I try to build a vectorized/parallel stock backtesting program. I implemented a sequential version with loops, but now I'm stuck at vectorizing the functionality. I'm looking to use Pandas/Numpy for that, here's a quick outline:
There are 2 given columns, left is order quantity (to be added to position), right is stops (if stop is 1, position gets reset to 0)
M = [[0.1, 0], # left column is order quantity, right is stop
[0.1, 0],
[0.5, 0],
[0.5, 0],
[0.3, 0],
[-0.3, 0], # negative order quantity means short or sell
[-0.1, 1]] # right column (stop) is 1, so position is reset to 0
And 2 columns which I want to calculate based on the initial matrix M: Left column is position (ranges from -1 to 1 but can't go beyond) based on order quantity and right column the executed order quantity
R = [[0.1, 0.1],
[0.2, 0.1],
[0.7, 0.5], # position (left column) is equal to cumsum of order quantity (from last stop trigger)

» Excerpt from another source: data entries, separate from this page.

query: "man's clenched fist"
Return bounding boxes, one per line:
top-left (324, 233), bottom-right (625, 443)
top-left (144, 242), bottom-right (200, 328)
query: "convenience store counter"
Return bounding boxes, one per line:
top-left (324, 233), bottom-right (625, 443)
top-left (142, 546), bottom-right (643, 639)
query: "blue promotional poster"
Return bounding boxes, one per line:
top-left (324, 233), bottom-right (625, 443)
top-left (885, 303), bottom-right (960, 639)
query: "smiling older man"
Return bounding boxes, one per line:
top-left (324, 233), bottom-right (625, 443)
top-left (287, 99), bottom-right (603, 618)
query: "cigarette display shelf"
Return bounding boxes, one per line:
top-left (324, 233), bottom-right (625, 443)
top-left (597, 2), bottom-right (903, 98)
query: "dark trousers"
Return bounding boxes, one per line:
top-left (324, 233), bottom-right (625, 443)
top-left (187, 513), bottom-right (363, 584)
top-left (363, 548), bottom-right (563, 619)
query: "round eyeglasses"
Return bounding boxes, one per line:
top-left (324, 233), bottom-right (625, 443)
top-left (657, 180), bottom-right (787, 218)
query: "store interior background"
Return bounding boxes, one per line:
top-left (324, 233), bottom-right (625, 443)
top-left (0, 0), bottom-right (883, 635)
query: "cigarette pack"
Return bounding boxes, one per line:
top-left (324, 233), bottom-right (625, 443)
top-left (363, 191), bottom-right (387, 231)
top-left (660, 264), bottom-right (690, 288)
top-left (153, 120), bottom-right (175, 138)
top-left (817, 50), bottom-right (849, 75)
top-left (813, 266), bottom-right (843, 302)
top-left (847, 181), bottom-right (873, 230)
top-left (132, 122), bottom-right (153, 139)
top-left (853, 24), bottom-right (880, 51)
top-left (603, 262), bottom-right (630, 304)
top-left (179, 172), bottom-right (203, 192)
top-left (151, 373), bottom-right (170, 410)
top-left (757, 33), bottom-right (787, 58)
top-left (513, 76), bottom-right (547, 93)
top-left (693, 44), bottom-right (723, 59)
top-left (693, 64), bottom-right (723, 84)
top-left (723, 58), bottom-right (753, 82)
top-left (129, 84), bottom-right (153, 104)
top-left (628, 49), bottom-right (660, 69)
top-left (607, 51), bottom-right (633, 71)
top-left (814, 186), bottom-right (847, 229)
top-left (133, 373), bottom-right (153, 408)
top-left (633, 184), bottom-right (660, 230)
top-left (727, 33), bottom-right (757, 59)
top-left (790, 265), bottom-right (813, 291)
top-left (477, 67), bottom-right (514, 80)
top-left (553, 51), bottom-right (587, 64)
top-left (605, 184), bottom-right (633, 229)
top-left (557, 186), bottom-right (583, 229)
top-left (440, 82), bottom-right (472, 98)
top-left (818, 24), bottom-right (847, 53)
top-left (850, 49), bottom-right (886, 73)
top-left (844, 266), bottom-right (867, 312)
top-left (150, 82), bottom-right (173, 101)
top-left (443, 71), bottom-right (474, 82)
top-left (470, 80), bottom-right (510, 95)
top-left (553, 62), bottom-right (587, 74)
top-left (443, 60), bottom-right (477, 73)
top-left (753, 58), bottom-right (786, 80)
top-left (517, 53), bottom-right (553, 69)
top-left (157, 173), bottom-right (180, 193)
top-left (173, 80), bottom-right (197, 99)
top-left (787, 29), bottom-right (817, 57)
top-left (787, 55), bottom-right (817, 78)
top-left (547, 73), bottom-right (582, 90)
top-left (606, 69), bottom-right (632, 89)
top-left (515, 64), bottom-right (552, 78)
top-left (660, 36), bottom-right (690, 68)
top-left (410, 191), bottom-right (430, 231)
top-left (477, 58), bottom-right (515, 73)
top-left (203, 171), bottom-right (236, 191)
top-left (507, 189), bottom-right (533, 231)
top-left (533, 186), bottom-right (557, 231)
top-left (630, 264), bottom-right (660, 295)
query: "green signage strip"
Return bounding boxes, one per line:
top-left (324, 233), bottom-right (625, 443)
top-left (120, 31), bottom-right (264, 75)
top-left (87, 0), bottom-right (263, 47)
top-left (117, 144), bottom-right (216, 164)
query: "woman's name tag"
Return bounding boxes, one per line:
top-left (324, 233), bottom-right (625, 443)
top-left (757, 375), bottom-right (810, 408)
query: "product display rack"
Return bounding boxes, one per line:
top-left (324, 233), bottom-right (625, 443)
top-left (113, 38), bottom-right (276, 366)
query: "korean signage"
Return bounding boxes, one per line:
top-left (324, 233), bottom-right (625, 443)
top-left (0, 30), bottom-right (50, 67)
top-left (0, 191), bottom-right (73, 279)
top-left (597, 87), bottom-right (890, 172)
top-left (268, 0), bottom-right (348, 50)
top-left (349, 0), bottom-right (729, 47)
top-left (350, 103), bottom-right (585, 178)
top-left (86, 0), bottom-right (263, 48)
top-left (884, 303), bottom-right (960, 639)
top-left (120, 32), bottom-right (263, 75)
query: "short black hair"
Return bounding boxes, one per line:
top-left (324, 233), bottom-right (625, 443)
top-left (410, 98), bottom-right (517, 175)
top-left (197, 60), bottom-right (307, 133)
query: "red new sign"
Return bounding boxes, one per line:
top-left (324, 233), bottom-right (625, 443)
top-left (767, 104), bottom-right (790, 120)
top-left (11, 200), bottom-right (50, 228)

[1, 0.3], # executed quantity is < order quantity as it's the remainder to position's max of 1
[1, 0],
[0.7, -0.3],
[-0.1, -0.8]] # stop triggered, so position is reset to 0, and then -0.1 in order quantity is executed
- Position is basically cumsum of order quantity, but only until 1 or -1, and only if stops are not triggered
- Executed order quantity is either the order quantity if position limits are not exceeded, otherwise the remainder
- Stops (when 1) reset the position to 0
The problem is that each condition is based on the other one. Does that mean this task can't be solved in parallel?
I can imagine an approach with quantity cumsum and indices where stops trigger, applied on the cumsum to calculate the executed quantity. I would appreciate any tips for elegant ways to solve this. Maybe which Numpy functions to look into, besides cumsum.
Edit: A very simplified version of the sequential version:
orders = [{'quantity': 0.1,'stop': 0},{'quantity': 0.1,'stop': 0},{'quantity': 0.5,'stop': 0},{'quantity': 0.5,'stop': 0},{'quantity': 0.3,'stop': 0},{'quantity': -0.3,'stop': 0},{'quantity': -0.1,'stop': 1}]
position = 0
for order in orders:
position_beginning = position
if order['stop'] == 1:
position = 0
if order['quantity']+position <= 1 and order['quantity']+position >= -1:
position += order['quantity']
elif position < 0 and order['quantity'] < 0:
position = -1
elif position > 0 and order['quantity'] > 0:
position = 1
executed_quantity = abs(position - position_beginning) * (1 if position > position_beginning else -1)
print(position, executed_quantity)
In the actual app, the order quantities are much more complex, e.g. divided into sub quantities. The fact that the backtester has to run over millions of orders with sub quantities, makes things really slow using this loop approach.